Marbella: sun, yachts, and the stench of corruption
A soap opera trial involving a stellar cast of defendants and claims of bribery worth £577m has gripped Spain
In the glitzy Spanish resort of Marbella, people are concerned with many things: the state of the golf greens or which spa performs the best liposuction. But for nearly two decades, nobody seemed to worry about what was going on inside the town hall.
Certainly the builders were not complaining as they clogged the former fishing village with multimillion-euro concrete villas. Northern European sun-seekers were not interested either as they put down deposits for thousands of illegally built holiday retreats. And resident celebrities and royals, such as the late Saudi King Fahd, were probably too busy docking their yachts at Puerto Banús.
That may help explain why Spain is now witnessing the largest corruption trial in its history. More than 90 people, including two former mayors, 15 town councillors and a legion of builders, have been accused of giving and taking a total of €670m (£577m) in bribes, kickbacks in exchange for construction permits that transformed the once-charming strip of coast into a clone of Miami Beach. The scope of the alleged graft was so great that the entire town council had to be dissolved in 2006, when the police swoop began. Testimony in the trial began in December and evidence by the alleged mastermind started at Christmas. Its most recent development: Marbella Town hall was forced to sell its €5m planning office to help pay its debts.
"Everyone knew what was going on in Marbella, but everyone was benefiting from it too," said Andrés Walliser, a sociologist specialising in urban studies at the Cirem research institute in Madrid. "There is corruption elsewhere along the coast, but in Marbella, there was really big money. It is a hot spot for foreign capital and organised crime with the specific urban fabric: a sprawl of second residences that blurs the local population."
The trial resembles a soap opera with a surreal cast of defendants, including a German aristocrat, a former football team captain and the popular Flamenco singer, Isabel Pantoja, the widow of the dashing bullfighter Paquirri. She is accused of money laundering.
A spin-off case, dubbed Operation Goldfinger, involved the former estate of the James Bond star Sean Connery, now cluttered with 72 luxury homes. Sir Sean was summoned to give evidence last year but told the court he was too ill to travel. He was named as a witness and there is no suggestion he committed any crime.
Looming in the background of the case: the late Mayor Jesús Gil y Gil, a thrice-jailed developer and former president of Madrid's Atlético football team, who governed the town for 15 years from his Jacuzzi, gold chains glittering above his flabby belly.

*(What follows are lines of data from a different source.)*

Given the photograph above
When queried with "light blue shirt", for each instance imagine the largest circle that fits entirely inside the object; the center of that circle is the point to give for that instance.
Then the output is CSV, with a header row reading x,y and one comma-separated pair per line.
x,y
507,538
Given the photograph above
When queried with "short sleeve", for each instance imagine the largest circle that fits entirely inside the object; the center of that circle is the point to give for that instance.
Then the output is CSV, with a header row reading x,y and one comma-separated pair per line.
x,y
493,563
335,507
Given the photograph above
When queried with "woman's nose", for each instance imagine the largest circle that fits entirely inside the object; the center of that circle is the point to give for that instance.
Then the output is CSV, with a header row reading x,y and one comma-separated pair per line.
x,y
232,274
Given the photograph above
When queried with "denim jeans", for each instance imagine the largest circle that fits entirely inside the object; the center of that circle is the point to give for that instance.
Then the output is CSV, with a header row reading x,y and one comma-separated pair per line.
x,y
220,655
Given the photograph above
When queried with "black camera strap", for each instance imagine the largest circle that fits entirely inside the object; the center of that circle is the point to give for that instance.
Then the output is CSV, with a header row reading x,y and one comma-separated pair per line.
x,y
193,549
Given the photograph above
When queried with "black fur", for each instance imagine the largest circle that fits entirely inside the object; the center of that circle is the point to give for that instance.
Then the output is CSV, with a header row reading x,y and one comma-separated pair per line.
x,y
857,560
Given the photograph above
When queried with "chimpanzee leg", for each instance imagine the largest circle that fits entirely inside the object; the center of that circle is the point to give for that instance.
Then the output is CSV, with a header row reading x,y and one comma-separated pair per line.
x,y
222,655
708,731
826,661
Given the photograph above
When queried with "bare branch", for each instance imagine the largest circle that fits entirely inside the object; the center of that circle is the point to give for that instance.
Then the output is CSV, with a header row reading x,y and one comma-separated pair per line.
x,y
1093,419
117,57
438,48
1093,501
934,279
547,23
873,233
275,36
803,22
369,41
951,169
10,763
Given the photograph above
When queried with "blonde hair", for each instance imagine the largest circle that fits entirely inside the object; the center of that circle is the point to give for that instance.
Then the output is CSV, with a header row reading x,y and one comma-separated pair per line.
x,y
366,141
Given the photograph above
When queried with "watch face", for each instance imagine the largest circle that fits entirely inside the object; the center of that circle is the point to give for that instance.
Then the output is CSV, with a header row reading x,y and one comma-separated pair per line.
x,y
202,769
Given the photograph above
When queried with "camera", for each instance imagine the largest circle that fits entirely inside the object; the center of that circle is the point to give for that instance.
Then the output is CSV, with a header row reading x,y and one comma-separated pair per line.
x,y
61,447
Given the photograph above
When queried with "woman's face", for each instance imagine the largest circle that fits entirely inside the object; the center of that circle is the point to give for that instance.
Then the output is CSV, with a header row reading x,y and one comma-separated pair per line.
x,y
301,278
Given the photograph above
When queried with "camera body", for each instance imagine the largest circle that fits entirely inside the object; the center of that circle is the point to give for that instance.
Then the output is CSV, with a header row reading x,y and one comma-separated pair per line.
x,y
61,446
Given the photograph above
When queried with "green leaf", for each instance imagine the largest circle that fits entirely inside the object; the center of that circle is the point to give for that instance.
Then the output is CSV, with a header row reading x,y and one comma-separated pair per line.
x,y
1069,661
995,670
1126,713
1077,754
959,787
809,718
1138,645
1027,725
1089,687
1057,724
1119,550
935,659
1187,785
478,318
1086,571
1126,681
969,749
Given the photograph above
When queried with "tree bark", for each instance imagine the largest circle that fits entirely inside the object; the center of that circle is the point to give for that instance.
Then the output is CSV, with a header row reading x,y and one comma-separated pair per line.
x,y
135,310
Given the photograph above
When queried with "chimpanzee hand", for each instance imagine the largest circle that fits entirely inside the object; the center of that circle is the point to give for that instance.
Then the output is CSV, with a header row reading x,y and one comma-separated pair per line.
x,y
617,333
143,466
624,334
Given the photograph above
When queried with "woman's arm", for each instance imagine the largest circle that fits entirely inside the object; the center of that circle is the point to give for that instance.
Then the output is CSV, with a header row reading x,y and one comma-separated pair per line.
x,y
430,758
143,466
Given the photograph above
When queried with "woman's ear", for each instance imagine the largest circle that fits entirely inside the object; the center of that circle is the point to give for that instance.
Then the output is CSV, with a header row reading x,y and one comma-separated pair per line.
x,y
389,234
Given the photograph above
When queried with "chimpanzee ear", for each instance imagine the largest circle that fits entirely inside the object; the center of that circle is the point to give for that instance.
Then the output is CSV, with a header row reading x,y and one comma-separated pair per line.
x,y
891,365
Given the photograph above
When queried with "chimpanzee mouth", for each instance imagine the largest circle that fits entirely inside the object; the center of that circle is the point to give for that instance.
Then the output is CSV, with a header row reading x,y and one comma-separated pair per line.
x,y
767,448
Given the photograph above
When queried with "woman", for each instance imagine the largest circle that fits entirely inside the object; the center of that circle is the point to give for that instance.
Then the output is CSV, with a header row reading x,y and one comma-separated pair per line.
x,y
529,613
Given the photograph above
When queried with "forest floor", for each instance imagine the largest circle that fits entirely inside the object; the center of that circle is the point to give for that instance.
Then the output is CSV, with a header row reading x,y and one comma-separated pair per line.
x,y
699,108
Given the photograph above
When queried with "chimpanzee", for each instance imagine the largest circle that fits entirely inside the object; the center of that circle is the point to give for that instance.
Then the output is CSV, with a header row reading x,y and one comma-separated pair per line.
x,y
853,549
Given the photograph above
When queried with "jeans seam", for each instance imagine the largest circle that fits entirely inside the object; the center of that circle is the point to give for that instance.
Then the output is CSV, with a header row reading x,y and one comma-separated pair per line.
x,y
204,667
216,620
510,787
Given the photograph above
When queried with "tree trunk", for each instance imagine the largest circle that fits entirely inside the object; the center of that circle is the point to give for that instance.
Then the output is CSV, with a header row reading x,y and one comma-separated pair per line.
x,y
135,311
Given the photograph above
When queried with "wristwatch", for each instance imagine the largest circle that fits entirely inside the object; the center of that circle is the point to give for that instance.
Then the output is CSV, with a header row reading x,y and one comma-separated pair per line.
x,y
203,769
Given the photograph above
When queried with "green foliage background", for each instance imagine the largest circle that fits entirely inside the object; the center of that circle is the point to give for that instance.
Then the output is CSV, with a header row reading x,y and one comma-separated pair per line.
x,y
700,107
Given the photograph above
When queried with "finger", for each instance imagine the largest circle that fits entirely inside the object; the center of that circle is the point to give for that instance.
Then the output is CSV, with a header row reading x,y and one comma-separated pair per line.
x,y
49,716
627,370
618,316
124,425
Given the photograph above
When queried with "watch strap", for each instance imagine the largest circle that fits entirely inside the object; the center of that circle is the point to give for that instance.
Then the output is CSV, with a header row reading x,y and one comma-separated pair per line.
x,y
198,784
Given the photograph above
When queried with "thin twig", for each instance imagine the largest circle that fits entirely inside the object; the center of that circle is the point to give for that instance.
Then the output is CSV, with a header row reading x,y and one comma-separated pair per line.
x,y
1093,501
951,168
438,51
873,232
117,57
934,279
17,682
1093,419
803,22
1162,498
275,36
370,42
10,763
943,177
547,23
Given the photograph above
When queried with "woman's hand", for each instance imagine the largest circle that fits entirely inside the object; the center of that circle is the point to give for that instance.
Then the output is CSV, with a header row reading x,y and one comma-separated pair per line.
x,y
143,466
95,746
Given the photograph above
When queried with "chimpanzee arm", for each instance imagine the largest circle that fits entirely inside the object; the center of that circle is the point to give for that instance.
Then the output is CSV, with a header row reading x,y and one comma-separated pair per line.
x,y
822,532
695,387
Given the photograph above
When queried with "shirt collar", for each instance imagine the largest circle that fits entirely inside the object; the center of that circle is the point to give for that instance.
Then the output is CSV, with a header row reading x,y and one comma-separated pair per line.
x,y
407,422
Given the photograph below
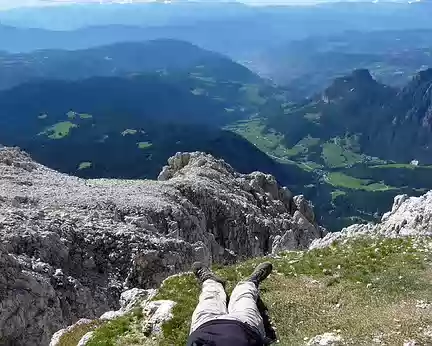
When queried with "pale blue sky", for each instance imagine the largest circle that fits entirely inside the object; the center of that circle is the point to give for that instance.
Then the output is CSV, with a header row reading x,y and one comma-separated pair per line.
x,y
4,4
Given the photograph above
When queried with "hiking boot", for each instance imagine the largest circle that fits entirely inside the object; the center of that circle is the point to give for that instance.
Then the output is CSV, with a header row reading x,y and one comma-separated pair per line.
x,y
261,273
204,273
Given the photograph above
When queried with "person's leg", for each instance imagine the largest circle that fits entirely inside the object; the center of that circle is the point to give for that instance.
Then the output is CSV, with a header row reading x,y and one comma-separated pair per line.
x,y
211,305
243,307
212,300
243,302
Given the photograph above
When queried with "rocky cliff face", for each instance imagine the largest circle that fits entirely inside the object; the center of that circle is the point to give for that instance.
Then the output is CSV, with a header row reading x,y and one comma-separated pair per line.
x,y
69,247
408,217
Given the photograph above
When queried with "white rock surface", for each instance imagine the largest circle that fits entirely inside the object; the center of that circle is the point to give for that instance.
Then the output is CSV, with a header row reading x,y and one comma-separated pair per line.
x,y
408,217
85,339
55,341
69,246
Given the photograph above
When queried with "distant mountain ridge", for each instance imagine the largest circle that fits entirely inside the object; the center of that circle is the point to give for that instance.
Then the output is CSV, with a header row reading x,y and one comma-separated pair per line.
x,y
120,59
387,123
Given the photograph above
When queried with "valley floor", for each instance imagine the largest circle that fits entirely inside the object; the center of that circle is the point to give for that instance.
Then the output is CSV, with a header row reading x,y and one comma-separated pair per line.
x,y
367,291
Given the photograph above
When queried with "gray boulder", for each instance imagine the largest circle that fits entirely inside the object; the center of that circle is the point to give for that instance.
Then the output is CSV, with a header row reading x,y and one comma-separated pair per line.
x,y
71,246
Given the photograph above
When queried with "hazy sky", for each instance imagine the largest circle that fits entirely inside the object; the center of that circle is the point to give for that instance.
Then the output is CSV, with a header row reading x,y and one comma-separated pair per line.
x,y
5,4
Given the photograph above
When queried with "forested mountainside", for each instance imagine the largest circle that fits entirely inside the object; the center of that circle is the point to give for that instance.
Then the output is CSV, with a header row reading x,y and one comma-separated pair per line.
x,y
310,65
120,59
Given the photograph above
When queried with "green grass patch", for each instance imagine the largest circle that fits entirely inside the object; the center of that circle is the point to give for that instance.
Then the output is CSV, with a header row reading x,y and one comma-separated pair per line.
x,y
84,165
129,132
337,193
336,156
144,145
198,91
71,115
359,288
59,130
74,336
400,166
111,332
269,142
339,179
252,94
313,117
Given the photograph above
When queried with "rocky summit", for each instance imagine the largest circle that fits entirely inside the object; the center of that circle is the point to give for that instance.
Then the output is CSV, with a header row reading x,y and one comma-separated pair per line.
x,y
70,247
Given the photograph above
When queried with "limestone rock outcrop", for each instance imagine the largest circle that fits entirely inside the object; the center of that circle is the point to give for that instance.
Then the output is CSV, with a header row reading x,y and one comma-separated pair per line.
x,y
410,216
70,247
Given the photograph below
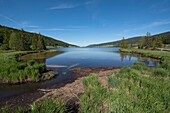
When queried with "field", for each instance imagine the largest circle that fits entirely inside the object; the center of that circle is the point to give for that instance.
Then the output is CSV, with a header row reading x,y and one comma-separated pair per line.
x,y
14,71
162,55
135,89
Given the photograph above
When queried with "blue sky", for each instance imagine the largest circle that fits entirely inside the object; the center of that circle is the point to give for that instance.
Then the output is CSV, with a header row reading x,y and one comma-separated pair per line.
x,y
84,22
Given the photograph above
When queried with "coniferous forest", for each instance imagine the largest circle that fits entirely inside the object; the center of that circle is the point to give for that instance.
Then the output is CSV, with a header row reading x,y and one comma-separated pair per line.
x,y
14,39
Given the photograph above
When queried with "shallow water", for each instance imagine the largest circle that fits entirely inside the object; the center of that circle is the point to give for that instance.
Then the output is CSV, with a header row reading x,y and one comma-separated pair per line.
x,y
71,58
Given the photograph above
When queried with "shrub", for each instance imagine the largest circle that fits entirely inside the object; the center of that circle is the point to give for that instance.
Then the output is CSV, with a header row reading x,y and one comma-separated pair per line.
x,y
48,106
161,72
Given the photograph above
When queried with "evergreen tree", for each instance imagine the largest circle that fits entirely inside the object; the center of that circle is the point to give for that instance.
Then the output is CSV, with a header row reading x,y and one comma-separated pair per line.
x,y
124,44
158,42
6,37
23,42
141,44
148,41
40,43
34,42
13,42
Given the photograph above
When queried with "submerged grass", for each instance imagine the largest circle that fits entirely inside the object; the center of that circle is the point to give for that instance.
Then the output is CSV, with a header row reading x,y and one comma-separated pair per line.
x,y
136,89
43,106
162,55
14,71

The alleged mastermind of the money-for-votes system, the former urban-planning advisor Juan Antonio Roca, offered his much-awaited version of the saga last week.
Cool and composed, the stout man with greying sideburns known at the town hall as "the Boss" or "JR", after the character on the television show Dallas, denied accusations that he amassed his €2.4bn fortune in kickbacks and shady property deals. He carried out his case projecting documents from his laptop to a courthouse screen.
On Thursday, he denied police and media depictions of his ostentatious wealth, which allegedly included vintage cars, 275 paintings, a bull ranch, 100 purebred Andalusian horses and a mansion decorated with stuffed lions, giraffes and other wild game. Mr Roca reportedly sold much of his estate to pay legal fees and debts. "They've portrayed me as an eccentric guy without scruples who kills animals, cuts their heads off and hangs them out to dry," Mr Roca said. He even addressed the butt of many jokes in Spain: a supposed painting by Miró that police found hanging above his steamy spa bath. It was only a copy, he told the court.
The trial is the most visible sign of the crackdown against corruption in the country's freewheeling coastal towns; common wisdom is that political corruption in the Costa del Sol is as inevitable as sunburn or a pesky insect that the justice system swats half-heartedly but mostly ignores.
One of the defendants is the former Marbella police chief and another is a judge found guilty in 2008 of taking bribes from Mr Roca. Since the Marbella arrests in 2006, police have launched smaller-scale corruption investigations in the resort towns of Mallorca and Valencia and in the Canary Islands.
Local environmentalists, among the lone voices against Marbella's unchecked building spree, hope the trial deters future graft, but they do not expect much to change. Nearly all of the 18,500 homes built with illegal permits have been "normalised" in exchange fees or donated land from their developers, said Javier de Luis, president of the Marbella branch of the national environmental group, Ecologists in Action. He does not expect to see most of the prominent defendants behind bars. "They've hired the best law firms in Spain – they'll eat the prosecution with potatoes," he said. "The damage that they caused with this development barbarity wouldn't be cured with a trial." The case continues.